I know precious little about Cognac, other than I like to warm a glass of it in my hands after a blow-out dinner, and that it’s a lot more quaffable than brandy. I also know that it’s never been de rigueur among people below a certain age.
So imagine my surprise to find myself sharing a leather banquette with half a dozen achingly trendy bartenders from London’s hippest hotels and nightclubs – from Mahiki’s tropical City sister, Kanaloa Club, to London’s maddest Mexican bars.

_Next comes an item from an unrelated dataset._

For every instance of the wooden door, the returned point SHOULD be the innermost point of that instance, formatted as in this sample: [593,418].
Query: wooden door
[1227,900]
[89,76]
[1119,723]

However, as Voyer’s Blend Master, Pierre Vaudon, introduces Voyer Cognac as the drink of choice ‘for those who don’t want to follow the crowd,” our chosen location makes much more sense: Clearly Voyer is wanting to position itself in younger moneyed circles.
Calibre cognac
Vaudon personally controls the blends and quality of all François Voyer cognacs. We sample four Cognacs, from a no-frills VS Francois Voyer (40%abv) to the mellower VSOP François Voyer (40%abv), to the silk-smooth 50-year old vintage Hors d’Age (43%abv), a mahogany elixir of cinnamon, mocha and cigar-impregnated leather armchairs. This one requires no water reduction during production, for lasting power in the barrel. If you have to ask how much it is for the bottle, you probably can’t afford it. (Ok, seeing as you asked, we’re probably talking around £600rrp).

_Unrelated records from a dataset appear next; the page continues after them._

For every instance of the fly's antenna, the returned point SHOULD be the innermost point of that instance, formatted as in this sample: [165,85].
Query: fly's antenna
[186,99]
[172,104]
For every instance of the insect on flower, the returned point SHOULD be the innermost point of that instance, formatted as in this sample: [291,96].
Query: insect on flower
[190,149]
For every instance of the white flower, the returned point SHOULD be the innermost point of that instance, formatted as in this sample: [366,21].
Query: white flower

But it’s Voyer’s multi-award-winning, 25-year old XO Gold (40% abv) bestseller that titillates my tastebuds with its delicate start then heady punch of peach and exotic fruit
I can see this one slipping extremely smoothly down the throats of ‘the beautiful set” at the tropical-themed Kanaloa Club. It has a very slow reduction of just 1-2% a year, compared to the average cognac, which we learn evaporates at approximately a litre per hour – that’s 2-3% per year of stock. What a waste! Enough to make a grown journalist weep in to her empty cognac glass. Vaudon tells us that it takes about one hour for the full spectrum of flavours to emerge from a good cognac, so langorous sipping is key. I’m afraid this one is too delicious to watch evaporate and I uncouthly finish it faster than road-runner on speed.
Pineau & cocktails
And finally, Leese demonstrates Voyer’s versatility with a trio of innovative cognac cocktails: ‘Vino de Pinneau’ is served in a wine glass and proves a summery alternative to rosé, featuring Voyer Pineau des Charentes Rouge and Sangiovese red wine with a dash of sugar and peach bitters. The cocktail short, ‘Voyerism’, however, has the bitter tang of whisky barrel bitters, which doesn’t do it for me. My money’s on ‘Golden Belt’, an outlandishly refreshing long cocktail of Voyer VSOP, fresh lemon juice and apricot brandy – in my case, the cocktail that launched a thousand sips.
I step out in to the balmy Shoreditch night. The photogenic media crowd have long since sauntered off, yet London has never looked so beautiful.